Air Date: Week of January 13, 1995
Commentator Andy Schmookler theorizes on whether preservation or plunder is the best approach towards resources and nature.
Transcript
CURWOOD: As the country's leadership turns sharply to the right, commentator Andrew Bard Schmookler has some thoughts on the future of environmental policy.
SCHMOOKLER: I'm in no position to make an independent judgment on the scenarios of global warming or ozone depletion, or food and population imbalance. But with uncertainty inescapable, I know where I'll place my bet in the debate between repent and change, and business as usual.

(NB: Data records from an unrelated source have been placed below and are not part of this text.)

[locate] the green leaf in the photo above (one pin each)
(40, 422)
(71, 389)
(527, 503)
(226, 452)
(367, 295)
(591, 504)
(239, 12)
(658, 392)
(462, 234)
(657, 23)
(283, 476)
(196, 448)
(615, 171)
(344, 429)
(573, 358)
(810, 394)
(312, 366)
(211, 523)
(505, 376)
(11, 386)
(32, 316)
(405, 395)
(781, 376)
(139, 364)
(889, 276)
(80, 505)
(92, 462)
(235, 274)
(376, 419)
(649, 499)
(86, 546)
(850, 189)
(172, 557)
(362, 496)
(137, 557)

Consider first which side is more likely willfully to distort the science. These days we hear a growing chorus of voices that dismiss the environmentalists as purveyors of doom and gloom, who have made an industry out of conjuring up threats to our future. But the bright, highly educated people I know in the environmental movement could have made much more money in some other job than prophet of doom.
And what about the other side? The greatest powers of the modern world are entrenched on the side of, "Don't worry, be happy." I don't know whether the growing levels of carbon dioxide in the atmosphere threaten in the next century to ruin the climate that now grows our bread. But I do know how much bread is in the pockets of those with a vested interest in our continuing to burn fossil fuels.

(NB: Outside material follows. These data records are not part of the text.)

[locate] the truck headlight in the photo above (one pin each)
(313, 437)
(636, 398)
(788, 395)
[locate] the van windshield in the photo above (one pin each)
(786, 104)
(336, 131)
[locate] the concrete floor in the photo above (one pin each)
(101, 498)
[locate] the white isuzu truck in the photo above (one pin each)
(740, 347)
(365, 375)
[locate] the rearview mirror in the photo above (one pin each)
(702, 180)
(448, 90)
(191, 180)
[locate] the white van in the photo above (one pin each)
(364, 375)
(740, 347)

It's no surprise to me that there are scientists getting significant air time to deny that any scientific consensus exists on one scenario of danger or another. If there were great corporations with a vested interest in our believing the earth to be flat, you can bet that scientists would be found to argue that the blue ball photographed from our space ships is but an optical illusion.
There's one more point. Let's say we were to judge the question of plausibility to be a toss-up. How should we call the coin? The environmentalist David Orr recalls the famous wager of the French philosopher Blaise Pascal. Uncertain whether there is a God who rewards the good and punishes the wicked, Pascal decided that prudence dictated that he act as if there were such a God. If it turned out there were none, he'd have lost little. But if there were such a God, but he acted as if there were not, he would pay dearly in Hell through eternity.

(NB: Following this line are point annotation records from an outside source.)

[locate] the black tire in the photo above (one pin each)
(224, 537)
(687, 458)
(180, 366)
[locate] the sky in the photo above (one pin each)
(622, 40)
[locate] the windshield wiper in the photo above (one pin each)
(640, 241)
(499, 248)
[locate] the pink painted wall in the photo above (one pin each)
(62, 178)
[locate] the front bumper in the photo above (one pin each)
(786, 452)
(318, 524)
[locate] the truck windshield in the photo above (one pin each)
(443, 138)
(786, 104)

Likewise, if we wrongly disregard the fearless counsel of those who say "full steam ahead," our unnecessary caution will make us a bit less fabulously wealthy than we could have been. But if they prove wrong, but we have imprudently followed their reckless advice, we will find ourselves in a Hell of our own making.
We gamble, whichever way we choose. I'd rather place my bets with those who give us doom and gloom than those whose message is, "Smile and denial."
CURWOOD: Andrew Bard Schmookler is the author of The Illusion of Choice: How the Market Economy Shapes Our Destiny. He comes to us from member station WMRA in Harrisonburg, Virginia.